Weeks after saying there wasn’t enough public interest in Hillary Clinton’s email case, the FBI’s decision has been modified, and the bureau will publicly release more details of its obstruction of justice probe into the former secretary of state.
The Justice Department confirmed the new position in a letter Thursday to Ty Clevenger, a lawyer who’d filed an open-records request for the information.
The FBI had initially told him there wasn’t enough public interest to outweigh Mrs. Clinton’s privacy concerns, but he appealed to the Justice Department, which said it was “modifying the FBI’s response.”
Justice Department official Sean R. O’Neill said after speaking with Mr. Clevenger, they have concluded that the records in question are part of Clinton email investigation file, which he said they’re already making public in installments.

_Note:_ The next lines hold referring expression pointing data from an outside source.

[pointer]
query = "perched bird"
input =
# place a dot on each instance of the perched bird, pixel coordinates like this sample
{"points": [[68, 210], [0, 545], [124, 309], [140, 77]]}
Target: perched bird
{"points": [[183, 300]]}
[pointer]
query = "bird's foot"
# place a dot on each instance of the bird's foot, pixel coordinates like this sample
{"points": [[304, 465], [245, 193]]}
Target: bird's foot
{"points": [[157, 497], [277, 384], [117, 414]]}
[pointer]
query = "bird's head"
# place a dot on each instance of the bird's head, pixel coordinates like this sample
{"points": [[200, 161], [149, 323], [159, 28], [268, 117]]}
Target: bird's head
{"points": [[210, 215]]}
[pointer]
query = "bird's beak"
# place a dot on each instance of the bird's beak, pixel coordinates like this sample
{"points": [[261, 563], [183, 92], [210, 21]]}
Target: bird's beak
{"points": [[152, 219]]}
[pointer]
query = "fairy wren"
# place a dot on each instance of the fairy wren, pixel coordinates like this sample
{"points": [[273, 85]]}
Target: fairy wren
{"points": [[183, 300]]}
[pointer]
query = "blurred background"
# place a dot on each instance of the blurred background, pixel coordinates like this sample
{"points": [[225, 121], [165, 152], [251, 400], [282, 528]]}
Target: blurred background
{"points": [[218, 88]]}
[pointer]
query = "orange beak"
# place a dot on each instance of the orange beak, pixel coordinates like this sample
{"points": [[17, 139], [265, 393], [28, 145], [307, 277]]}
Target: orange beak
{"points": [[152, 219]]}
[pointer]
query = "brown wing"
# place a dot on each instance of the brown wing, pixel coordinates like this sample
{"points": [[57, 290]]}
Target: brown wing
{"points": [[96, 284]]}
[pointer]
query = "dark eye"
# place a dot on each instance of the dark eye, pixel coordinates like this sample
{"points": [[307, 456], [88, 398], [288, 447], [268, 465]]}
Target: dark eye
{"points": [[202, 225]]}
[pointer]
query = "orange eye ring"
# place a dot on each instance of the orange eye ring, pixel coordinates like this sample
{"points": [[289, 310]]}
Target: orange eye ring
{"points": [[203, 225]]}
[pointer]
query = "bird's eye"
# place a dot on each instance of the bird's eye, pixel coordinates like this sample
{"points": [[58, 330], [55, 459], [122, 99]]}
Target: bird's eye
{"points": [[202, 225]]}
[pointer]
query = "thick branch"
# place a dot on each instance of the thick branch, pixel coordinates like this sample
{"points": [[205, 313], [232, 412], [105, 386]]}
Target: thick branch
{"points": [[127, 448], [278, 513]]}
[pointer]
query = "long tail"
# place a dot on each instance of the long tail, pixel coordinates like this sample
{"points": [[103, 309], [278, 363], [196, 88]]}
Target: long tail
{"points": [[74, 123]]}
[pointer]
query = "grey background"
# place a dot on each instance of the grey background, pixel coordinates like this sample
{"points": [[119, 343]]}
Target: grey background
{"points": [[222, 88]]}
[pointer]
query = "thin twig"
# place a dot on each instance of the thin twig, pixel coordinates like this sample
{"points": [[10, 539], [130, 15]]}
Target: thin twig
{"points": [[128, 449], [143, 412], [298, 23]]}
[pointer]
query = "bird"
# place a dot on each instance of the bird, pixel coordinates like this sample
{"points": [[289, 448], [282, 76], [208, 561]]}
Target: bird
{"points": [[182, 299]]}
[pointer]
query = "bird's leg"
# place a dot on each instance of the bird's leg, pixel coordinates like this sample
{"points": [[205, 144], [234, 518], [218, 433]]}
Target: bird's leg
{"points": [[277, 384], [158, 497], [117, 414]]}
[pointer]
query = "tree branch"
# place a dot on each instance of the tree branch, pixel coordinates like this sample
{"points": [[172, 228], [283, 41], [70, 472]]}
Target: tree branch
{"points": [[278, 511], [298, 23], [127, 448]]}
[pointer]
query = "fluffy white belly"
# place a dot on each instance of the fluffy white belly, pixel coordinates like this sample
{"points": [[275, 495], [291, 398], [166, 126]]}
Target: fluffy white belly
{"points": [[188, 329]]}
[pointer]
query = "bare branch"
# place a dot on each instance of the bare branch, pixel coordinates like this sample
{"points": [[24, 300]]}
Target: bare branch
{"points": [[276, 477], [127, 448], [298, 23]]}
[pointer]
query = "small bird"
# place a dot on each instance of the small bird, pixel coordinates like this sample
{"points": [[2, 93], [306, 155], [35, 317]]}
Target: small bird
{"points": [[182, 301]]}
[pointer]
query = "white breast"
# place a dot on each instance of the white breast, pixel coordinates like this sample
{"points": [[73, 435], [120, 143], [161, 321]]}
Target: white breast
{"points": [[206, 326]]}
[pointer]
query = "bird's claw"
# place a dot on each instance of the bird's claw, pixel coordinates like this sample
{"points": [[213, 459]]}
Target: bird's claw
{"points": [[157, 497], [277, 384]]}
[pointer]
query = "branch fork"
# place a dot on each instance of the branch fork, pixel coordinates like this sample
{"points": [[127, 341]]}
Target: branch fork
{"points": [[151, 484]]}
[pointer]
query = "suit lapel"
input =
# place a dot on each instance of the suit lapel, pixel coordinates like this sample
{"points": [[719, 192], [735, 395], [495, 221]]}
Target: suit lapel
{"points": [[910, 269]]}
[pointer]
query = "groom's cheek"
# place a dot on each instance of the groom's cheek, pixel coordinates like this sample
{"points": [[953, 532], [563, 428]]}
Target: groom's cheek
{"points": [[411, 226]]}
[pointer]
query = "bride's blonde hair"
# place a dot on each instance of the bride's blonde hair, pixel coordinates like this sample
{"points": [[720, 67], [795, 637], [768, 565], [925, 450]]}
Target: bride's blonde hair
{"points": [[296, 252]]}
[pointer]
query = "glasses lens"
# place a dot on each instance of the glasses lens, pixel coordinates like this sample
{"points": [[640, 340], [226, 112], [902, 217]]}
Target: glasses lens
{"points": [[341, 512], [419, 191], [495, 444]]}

“Any records concerning the FBI’s investigation of obstruction of justice are currently being processed by the FBI along with the remainder of the Clinton email investigation file. The FBI is publicly posting all releasable records on a rolling basis,” he said.
The records are being posted at the FBI’s “vault,” a section of the bureau’s website, under the heading “Hillary R. Clinton.”
“The FBI will continue to process and post subsequent releases of responsive records until processing of the entire investigative file is complete,” Mr. O’Neill said.
Mr. Clevenger said he took that to mean the Justice Department had overruled the FBI and reversed its earlier decision.
“I think it’s a sign that the Justice Department is putting some daylight between itself and the FBI. James Comey created this mess, and DOJ is not going to protect him,” the lawyer said.
“It’s a step in the right direction, but we still need a special prosecutor to investigate James Comey and the various Clinton scandals. Both houses of Congress should be passing resolutions demanding the appointment of a special prosecutor,” Mr. Clevenger said.
Earlier this week he won a ruling from a state judge in Maryland who overruled the state’s bar counsel’s office and ordered an investigation into whether Mrs. Clinton’s lawyers should face discipline for their handling of Mrs. Clinton’s emails.
Mr. Clevenger says that by deleting emails that the government later determined were official records and should have been returned to the State Department — and that were subject to preservation requests — the lawyers engaged in destruction of evidence.